Description of contents: programme
Part I: Linear regression models 1.1 Introduction. 1.2 Preliminaries. 1.3 Parameter estimation. 1.4 Regression analysis. 1.5 Departures from the classical assumptions. 1.6 Statistical inference in the linear regression model. Part II: Panel data analysis 2.1 Introduction. 2.2 Preliminaries. 2.3 Pooled OLS estimator. 2.4 Fixed effects panel estimator. 2.5 Random effects panel estimator. 2.6 Summary. Part III: Long-run relationships in Finance 3.1 Introduction. 3.2 Preliminaries. 3.3 Unit root testing. 3.4 Spurious regressions. 3.5 Error correction and VAR modelling. 3.6 System cointegration tests.

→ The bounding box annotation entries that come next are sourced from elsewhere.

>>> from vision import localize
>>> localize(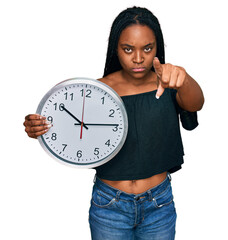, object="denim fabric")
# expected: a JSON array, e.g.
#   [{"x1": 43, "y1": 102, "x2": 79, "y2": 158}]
[{"x1": 89, "y1": 175, "x2": 176, "y2": 240}]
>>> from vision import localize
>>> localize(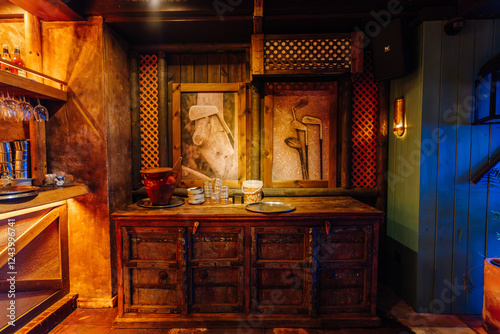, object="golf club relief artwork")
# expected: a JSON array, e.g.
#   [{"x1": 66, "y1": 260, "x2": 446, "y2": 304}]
[
  {"x1": 173, "y1": 84, "x2": 245, "y2": 186},
  {"x1": 267, "y1": 83, "x2": 336, "y2": 186}
]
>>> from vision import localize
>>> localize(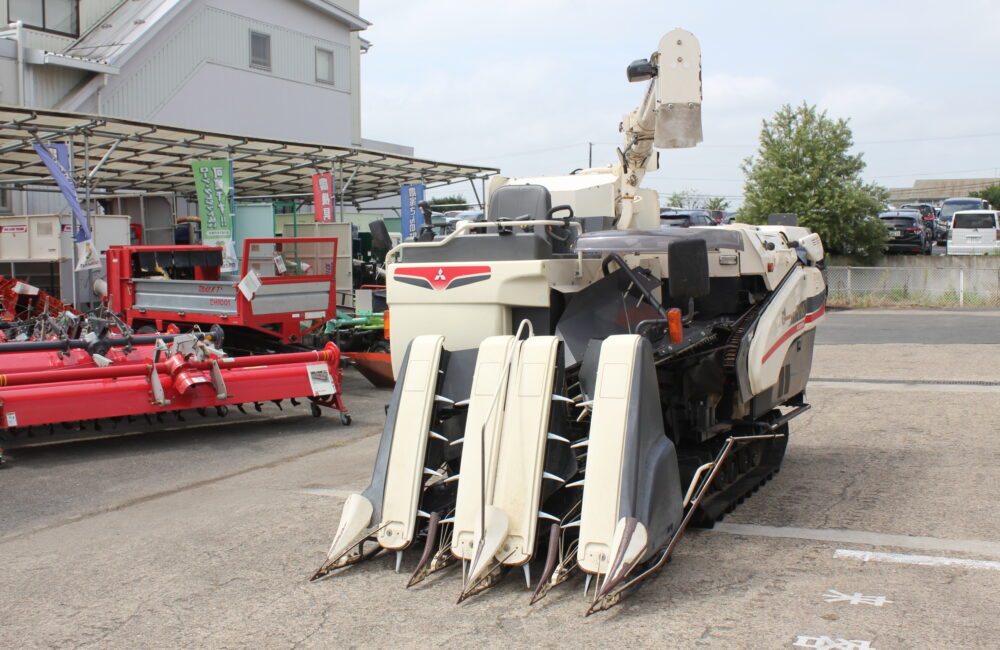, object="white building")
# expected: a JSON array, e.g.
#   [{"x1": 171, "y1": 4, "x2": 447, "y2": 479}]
[{"x1": 0, "y1": 0, "x2": 413, "y2": 218}]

Learning activities and methodology
Learning activities will consist on lectures, computer practice sessions (illustrating the implementation of the econometrics techniques using real economic and financial data), and solving exercises from problem sets. Computer exercises will be done using Eviews. Practice is essential to learning and understanding econometric tools. Therefore, there will be computer practice sessions and also computer exercises as homework. The course will focus on how to implement basic econometric techniques. Slides and book references are provided to facilitate successful course attendance. Slides, exercises, and other materials will be available at Aula Global. The chosen software to practice with econometric tools is Eviews. No late work will be accepted. Students will also be encouraged to attend the office hours in order to receive clarification on material covered in class. Office hours will not be available for checking if answers to homework are correct: Students will be encouraged to compare answers with their classmates for this purpose.
Assessment System
  • % end-of-term-examination 60
  • % of continuous assessment (assigments, laboratory, practicals...) 40
Basic Bibliography
  • Brooks, C. . Introductory Econometrics for Finance. . Cambridge University Press, 4th edition. 2019
  • Greene, W. H. . Econometric Analysis, . Pearson 8th edition. 2017
  • Wooldridge, J.M. Introductory Econometrics: A Modern Approach,. 2nd ed., Thomson South-Western. 2003
Additional Bibliography
  • Stock, J. and Watson, M.. Introduction to Econometrics. Addison-Wesley. 2003

The course syllabus and the academic weekly planning may change due academic events or other reasons.